Fubon Financial Holding Co (富邦金控) yesterday announced that vice chairman Daniel Tsai (蔡明忠) has stepped down from his post to improve corporate governance.
The announcement came after the nation’s second-largest financial services provider was given two months to remedy its shortcomings in meeting the Financial Supervisory Commission’s (FSC) guidelines that call for separation of the financial and industrial sectors.
Tsai would retain his seat on the company’s board of directors in accordance with the Company Act (公司法), the company said in a filing with the Taiwan Stock Exchange.
Richard Tsai (蔡明興), Daniel Tsai’s younger brother, resigned as vice chairman of Taiwan Mobile Co (台灣大哥大), an affiliate of Fubon Financial and one of the nation’s biggest telecoms, a separate filing showed.

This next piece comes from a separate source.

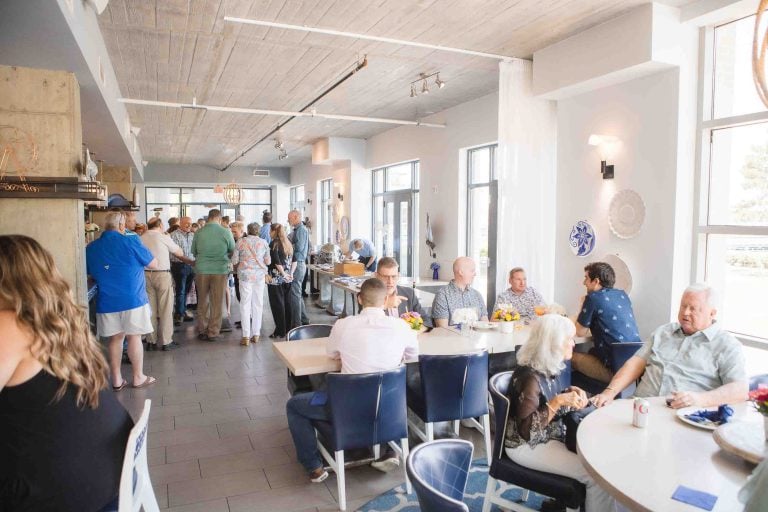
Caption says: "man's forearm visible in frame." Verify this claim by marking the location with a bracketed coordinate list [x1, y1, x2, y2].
[605, 356, 645, 396]
[698, 381, 749, 407]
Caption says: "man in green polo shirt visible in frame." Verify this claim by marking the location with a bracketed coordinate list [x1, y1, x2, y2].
[192, 208, 235, 341]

The resignations came less than a month after FSC Chairman Wellington Koo (顧立雄) issued an ultimatum.
The Tsai brothers had previously held the two top jobs at the financial services and telecoms arms of their family’s business empire.
Richard Tsai was Fubon Financial chairman and Taiwan Mobile vice chairman, while Daniel Tsai was Fubon Financial vice chairman and Taiwan Mobile chairman.
They had come under the scrutiny of New Power Party lawmakers, while a probe later found that they had undue influence at both firms, the commission has said.
The probe found that the two had overstepped their roles as vice chairmen, the FSC has said.
Rather than acting on an interim basis during a chairman’s absence, the probe said that the Tsai brothers were involved in the companies’ day-to-day operations.
The probe also said that under Fubon Financial’s structure, many decisions required the approval of the vice chairman and that he was in the position to block decisions from being submitted to the board for approval.
Foreign regulators in support of clearer boundaries limiting ties between financial and industrial firms have cited the need to prevent conflicts of interest, transferring of responsibility for mismanagement to other parties, and overconcentration of economic power.